Qué gran invento, la radio. Aquel día ya se terminaba. Llovía a cántaros ahí afuera, y en la casa reinaba un silencio verdaderamente sofocante, demasiado ruidoso para mi gusto. Decidí ahogarlo sintonizando mi emisora de radio favorita para que me hiciera un poco de compañía. Aquel no había sido un buen día, en absoluto. Y esa momentánea -y poco habitual- soledad -en principio solo física- no ayudaba a aplacar mi melancólico humor. Simplemente lo mantenía como una sutil banda sonora que daba fondo al caos de mi escritorio. Sumida en él, ni siquiera prestaba atención a las historias que la profunda voz del locutor contaba elegantemente.
Pero por un repentino instinto o, no sé, poder mental que cruzó mi cabeza cuando la voz cargada de virilidad comenzó a leer la historia de amor de una joven oyente, mis oídos ya estaban abiertos más que nunca desde segundos antes. A veces me impacta la capacidad de casualidad -no sin ninguna causalidad pícara- con la que el mundo nos sorprende a diario. La historia era muy, muy simple. Pero lo suficientemente completa como para identificarme en muchos sentidos con ella. En el instante en el que aquella maravillosa voz había captado mi entera atención y el juvenil romance todavía hacía eco en mi memoria, los primeros acordes de LA canción, aquella canción, empezaron a sonar en los altavoces. Mi gesto facial, mis movimientos, mi respiración, mi corazón, cualquier señal de reacción se detuvo durante un segundo, para luego dar paso a la más intensa rabia y resignación. Me hervía la sangre, como se suele decir, y no dudo en que lo hacía literalmente. Me habría gustado echar aquella maldita radio con su hipnotizadora voz a deshacerse entre mis venas. Pero apagué el aparato y traté de calmarme. Y la vocecilla interior de mi cerebro surgió para quejarse de por qué tuvo que ser así. Por qué las cosas nunca acaban bien, ya ni siquiera en las películas. Por qué mis ojos tuvieron la culpa de fijarse en los tuyos, y por qué mi garganta se vio obligada a tragarse inútil y dolorosamente tanto orgullo y lágrimas, cosas que todavía mi estómago intenta digerir a día de hoy junto con las mariposas que revolotean sin tregua.

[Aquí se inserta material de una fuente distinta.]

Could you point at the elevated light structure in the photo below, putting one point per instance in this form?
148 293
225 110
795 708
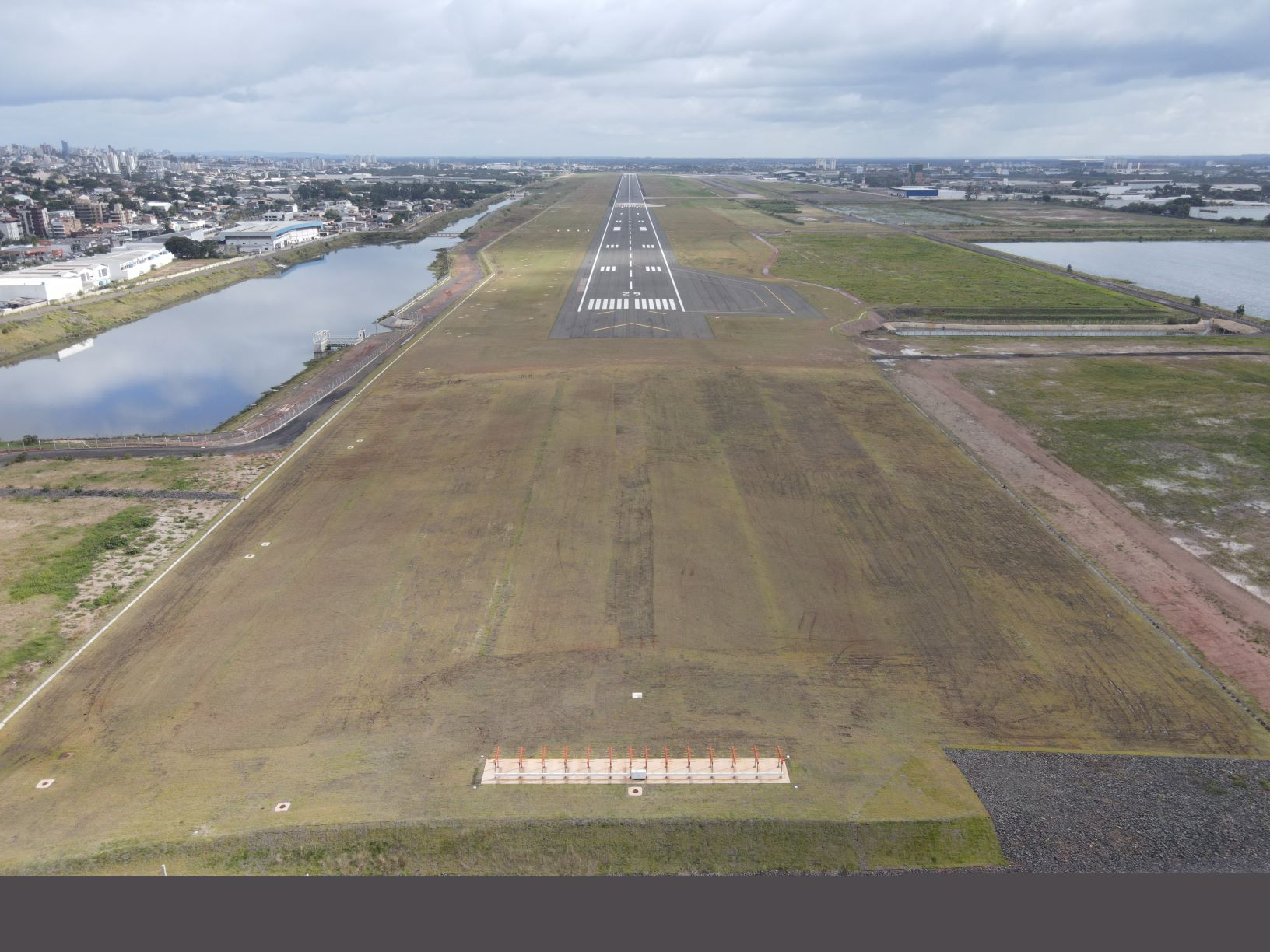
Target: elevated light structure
749 768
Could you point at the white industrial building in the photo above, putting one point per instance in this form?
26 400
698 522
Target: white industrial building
258 236
1227 211
52 282
60 281
130 263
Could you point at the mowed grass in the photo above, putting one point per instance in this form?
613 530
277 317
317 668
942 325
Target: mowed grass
753 530
902 269
1185 442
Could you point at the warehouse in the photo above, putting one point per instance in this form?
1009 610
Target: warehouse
258 236
916 192
130 263
52 282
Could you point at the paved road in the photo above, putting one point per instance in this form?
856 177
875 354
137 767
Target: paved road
631 286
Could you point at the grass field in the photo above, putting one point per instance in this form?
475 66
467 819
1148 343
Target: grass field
1185 442
507 534
902 269
65 562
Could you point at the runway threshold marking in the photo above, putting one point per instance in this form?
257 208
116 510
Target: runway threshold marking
269 475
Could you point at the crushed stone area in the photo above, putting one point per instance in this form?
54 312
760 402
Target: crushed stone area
1091 813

Decidí acallar a mi conciencia dolorida pulsando 'on' de nuevo. Mala idea y buena música. Un piano y una nota aguda pero melodiosa envolvió el cuarto hasta alcanzar los rincones más recónditos de mi mente. No, definitivamente aquel no había sido un buen día. Y eso no hizo sino recordarme una vez más que toda la feliz mentira que se había roto en pedazos tiempo atrás no me estaba dando buena suerte. Cada amanecer se había vuelto gris desde que dejé de verlos contigo. O mejor dicho, desde que tú dejaste de verlos conmigo. Porque, muy a mi pesar, yo seguía haciéndolo, mientras evitaba la idea de que los pedazos rotos tomasen la forma de los de un espejo que me regalara siete años de mala suerte. Agradecería más siete vidas... Aunque en cada una de ellas volvería a tropezar a propósito con tus ojos. Hay que ver lo que abarca la supuesta inteligencia humana. Sí, supuesta. ¿Quién ha tenido la brillante idea de calificarnos como la especie más inteligente? No considero asunto de mentes privilegiadas hacer semejante tipo de tonterías con todo el placer masoquista posible. En realidad, empiezo a pensar que hasta esa misma piedra con la que tropezamos tantas veces como podemos tiene más capacidad lógica que muchos de nosotros.
Yo me reflejaba en ti, y ahora solo hay piezas esparcidas sin sentido. Quizá nuestro intelecto se base en la habilidad de saber escoger si la felicidad es un espejo roto o un felino longevo. Complicado.